It’s embarrassing to be caught in a mistake. It’s even more embarrassing when that mistake is in the first place you count on potential customers looking. Despite the occasional-comic strip joke about the doughnut-shop owner who boosts sales by hanging a banner advertising “DOUGNUTS”–so passersby will wander in to chide him about the mistake and perhaps make a “since I’m here” purchase–most business owners would rather not be known as the guy who can’t spell his own name.
Nonetheless, “rush job” mistakes continue to make themselves obvious through postings and headlines alike. The decorative sign that read, “If Your Lucky Enough to Own a Horse You’re Lucky Enough” (reported as a “‘breathtaking’ grammar mistake … managed to get the word wrong AND right in the same sign!”). The Washington Postarticle introduced with the page-wide and boldfaced question: “Did they need this big of a party?” The store sign advertising “CAT RING” (perhaps the E had only temporarily fallen off that one, but it still took me a few minutes to realize they were selling catering services and not feline-themed products). And I don’t have space to get into all the errors I’ve seen glaring out from PowerPoint slides at crowded seminars.

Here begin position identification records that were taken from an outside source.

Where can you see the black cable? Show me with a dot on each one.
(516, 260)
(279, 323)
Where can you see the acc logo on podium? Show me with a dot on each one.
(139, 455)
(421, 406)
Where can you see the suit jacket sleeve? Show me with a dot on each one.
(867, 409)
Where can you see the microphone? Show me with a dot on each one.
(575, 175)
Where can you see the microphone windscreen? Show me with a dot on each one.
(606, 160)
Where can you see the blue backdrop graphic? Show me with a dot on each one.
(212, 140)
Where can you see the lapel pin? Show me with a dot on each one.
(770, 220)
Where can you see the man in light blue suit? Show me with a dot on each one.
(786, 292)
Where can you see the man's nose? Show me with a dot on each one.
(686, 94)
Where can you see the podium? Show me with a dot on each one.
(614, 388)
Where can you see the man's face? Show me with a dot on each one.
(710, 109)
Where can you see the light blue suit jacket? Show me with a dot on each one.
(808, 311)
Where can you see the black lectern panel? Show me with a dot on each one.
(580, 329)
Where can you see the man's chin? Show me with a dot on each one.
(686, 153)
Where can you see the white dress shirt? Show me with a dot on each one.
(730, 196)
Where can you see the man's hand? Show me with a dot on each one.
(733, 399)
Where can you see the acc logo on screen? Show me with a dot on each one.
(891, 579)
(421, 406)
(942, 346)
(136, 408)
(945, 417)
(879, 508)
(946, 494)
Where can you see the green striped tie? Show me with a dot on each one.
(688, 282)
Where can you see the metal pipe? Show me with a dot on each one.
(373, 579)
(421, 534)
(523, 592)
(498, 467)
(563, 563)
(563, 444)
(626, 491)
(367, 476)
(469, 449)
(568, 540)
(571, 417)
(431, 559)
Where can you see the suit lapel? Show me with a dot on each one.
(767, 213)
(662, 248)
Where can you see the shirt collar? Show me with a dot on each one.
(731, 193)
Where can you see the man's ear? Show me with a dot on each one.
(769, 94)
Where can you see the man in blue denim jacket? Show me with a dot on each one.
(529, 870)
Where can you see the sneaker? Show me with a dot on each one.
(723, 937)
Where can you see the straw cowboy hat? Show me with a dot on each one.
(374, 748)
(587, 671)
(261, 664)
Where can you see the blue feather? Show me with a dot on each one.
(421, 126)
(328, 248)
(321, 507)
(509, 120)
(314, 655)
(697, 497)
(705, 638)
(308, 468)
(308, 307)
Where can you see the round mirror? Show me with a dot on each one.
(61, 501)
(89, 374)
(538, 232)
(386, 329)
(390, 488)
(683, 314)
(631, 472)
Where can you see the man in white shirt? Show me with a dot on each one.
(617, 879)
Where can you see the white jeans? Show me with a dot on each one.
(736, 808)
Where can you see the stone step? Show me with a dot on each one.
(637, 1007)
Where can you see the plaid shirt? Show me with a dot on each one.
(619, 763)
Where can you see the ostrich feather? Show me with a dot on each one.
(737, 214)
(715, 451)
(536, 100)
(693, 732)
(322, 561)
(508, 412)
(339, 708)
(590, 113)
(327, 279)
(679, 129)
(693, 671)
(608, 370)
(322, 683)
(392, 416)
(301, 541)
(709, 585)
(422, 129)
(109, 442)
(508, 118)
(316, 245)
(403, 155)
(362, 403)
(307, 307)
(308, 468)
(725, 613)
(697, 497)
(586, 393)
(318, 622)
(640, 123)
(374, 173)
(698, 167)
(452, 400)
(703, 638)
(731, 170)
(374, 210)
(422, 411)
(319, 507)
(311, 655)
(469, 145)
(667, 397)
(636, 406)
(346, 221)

Even mistakes that are caught in time can cause problems. There were the 10,000 brochures that were already back from the printer in hard copy before someone realized they advertised complimentary instead of complementary options. There was no budget for a reprint job, so the copywriter responsible for the error put in eight hours of overtime–hand-gluing e‘s on top of i‘s.
If you can’t proofread the whole thing multiple times to make sure every word is right, at least spend fifteen minutes on the most highlighted words!